829 F.Supp. 1095 (1993)

RESOLUTION TRUST CORPORATION, as receiver of Missouri Savings Association, F.A., Plaintiff,
v.
Solon GERSHMAN, et al., Defendants.

No. 4:92CV1687.

United States District Court, E.D. Missouri, E.D.

July 12, 1993.

*1096 *1097 Dorothy L. White-Coleman, Susie M. McFarlind, Peoples and Hale, St. Louis, MO, Charles A. Getto, Lawrence D. Greenbaum, Douglas M. Greenwald, McAnany and Van Cleave, Kansas City, KS, Carolyn A. Arthur, Professional Liability Section, Overland Park, KS, for plaintiff.

Alan E. Popkin, Husch and Eppenberger, St. Louis, MO, for Solon R. Gershman, Edward Balk and Thomas A. Stern.

Reinhold W. Borgmann, Jr., pro se.

Richard E. Greenberg, Merle L. Silverstein, Rosenblum and Goldenhersh, St.
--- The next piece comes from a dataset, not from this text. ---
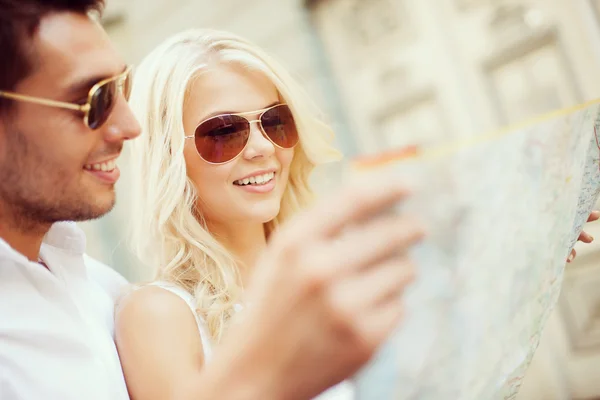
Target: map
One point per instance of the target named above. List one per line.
(502, 214)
Louis, MO, for Arline Brilliant.

Alan C. Kohn, Lisa A. Pake, Kohn and Shands, St. Louis, MO, for Gerald J. Heitman.

David Wells, Thompson and Mitchell, St. Louis, MO, for Sherman J. LeMaster.

Norman W. Pressman, Jonathan E. Scharff, Greensfelder and Hemker, St. Louis, MO, for Marvin Polinsky.

*1098 Gerald P. Greiman, Managing Partner, Martin M. Green, Partner, Green and Hoffmann, St. Louis, MO, for Mahlon Rubin.

Gideon H. Schiller, pro se.

MEMORANDUM AND ORDER

HAMILTON, District Judge.

This matter is before the Court pursuant to Motions to Dismiss filed by Defendants Gershman, Balk and Stern; Heitman; Rubin; LeMaster and Brilliant; Schiller; and Borgmann and Motions for More Definite Statement filed by Defendants LeMaster and Brilliant; and Defendant Schiller.

I. BACKGROUND

Plaintiff the Resolution Trust Company (RTC) brings this action as receiver of Missouri Savings Association, F.A. Defendants are former officers and directors of Missouri Savings Association.[1] (Missouri Savings) Prior to June 28, 1989, Missouri Savings was a state chartered mutual savings and loan association. On or about June 28, 1989, the Federal Home Loan Bank Board (FHLBB) determined that Missouri Savings was insolvent and appointed the Federal Savings and Loan Insurance Corporation (FSLIC) as receiver. On the same day, the FSLIC established a new entity, Missouri Savings, F.A., which entered into a purchase and assumption transaction with FSLIC by which Missouri Savings, F.A. acquired substantially all of the assets and liabilities of Missouri Savings, including the instant causes of action. Plaintiff became the conservator and then the receiver of Missouri Savings, F.A.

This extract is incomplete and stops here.